Landry has started all four games for the Colts (2-2) and had 18 tackles.

He cannot return to the team until after Indy's Oct. 26 game against Pittsburgh.

The news came Monday on the same day reigning NFL sacks champ Robert Mathis was reinstated and then placed on the reserve/non-football injury list. Mathis also was suspended for violating the performance-enhancing substance policy. He will miss the rest of the season after tearing his Achilles tendon during private workouts in Atlanta.

Dwyer formally charged

with assaulting wife

PHOENIX -- Arizona Cardinals running back Jonathan Dwyer has been formally charged with assaulting his wife in two arguments in July at their Phoenix apartment.

An indictment publicly released late Friday charges Dwyer with felony aggravated assault and eight misdemeanors.

Investigators say Dwyer broke his wife's nose during a July 21 argument and engaged in a dispute the following day in which he punched his wife and threw a shoe at his 17-month-old son, who wasn't injured.

Dwyer had been booked on suspicion of assaulting his son, but the indictment doesn't charge him with crimes related to the child.

Prosecutors say it's not unusual for grand juries to return a slightly different charges than those initially brought in a case.
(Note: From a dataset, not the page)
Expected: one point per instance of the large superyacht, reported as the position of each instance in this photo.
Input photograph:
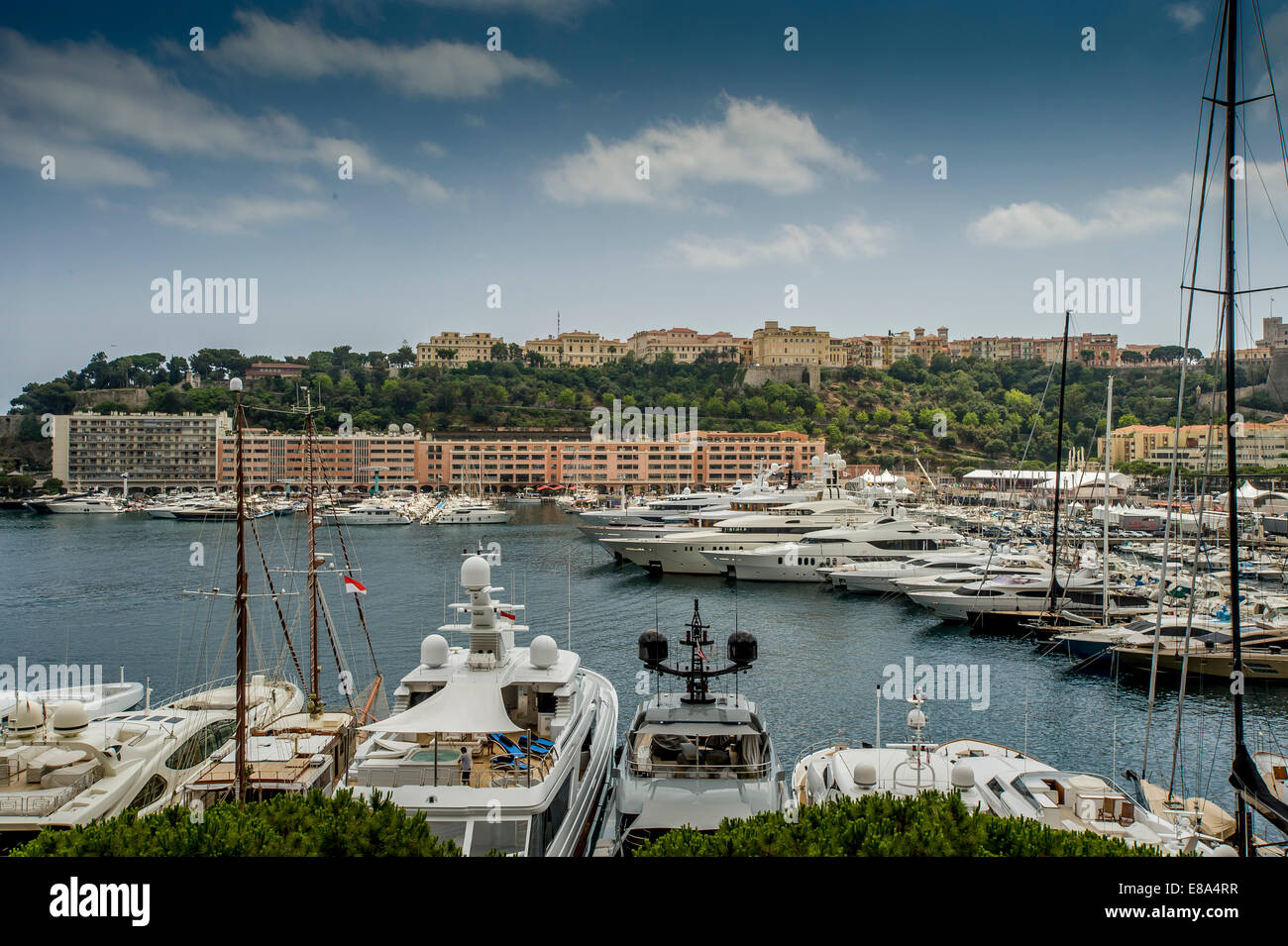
(505, 748)
(696, 757)
(889, 538)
A message left for Dwyer attorney Jared Allen wasn't immediately returned Monday.

Autopsy shows Chiefs'

Belcher had brain damage

KANSAS CITY, Mo. -- An autopsy performed a year after Kansas City Chiefs linebacker Jovan Belcher killed his baby's mother and himself found the 25-year-old sustained the same kind of brain damage that has turned up in other NFL players.

Belcher fatally shot 22-year-old Kasandra Perkins on Dec. 1, 2012, in the couple's Kansas City home before driving to Arrowhead Stadium and killing himself in front of the team's general manager and head coach.

Belcher's mother, Cheryl Shepherd, sued the team, claiming the Chiefs failed to care for her son after he was subjected to repetitive head trauma.

The autopsy found signs of chronic traumatic encephalopathy, a degenerative brain disease found in athletes and others with a history of repetitive brain injuries. Attorneys for Shepherd and other plaintiffs suing the team released the findings.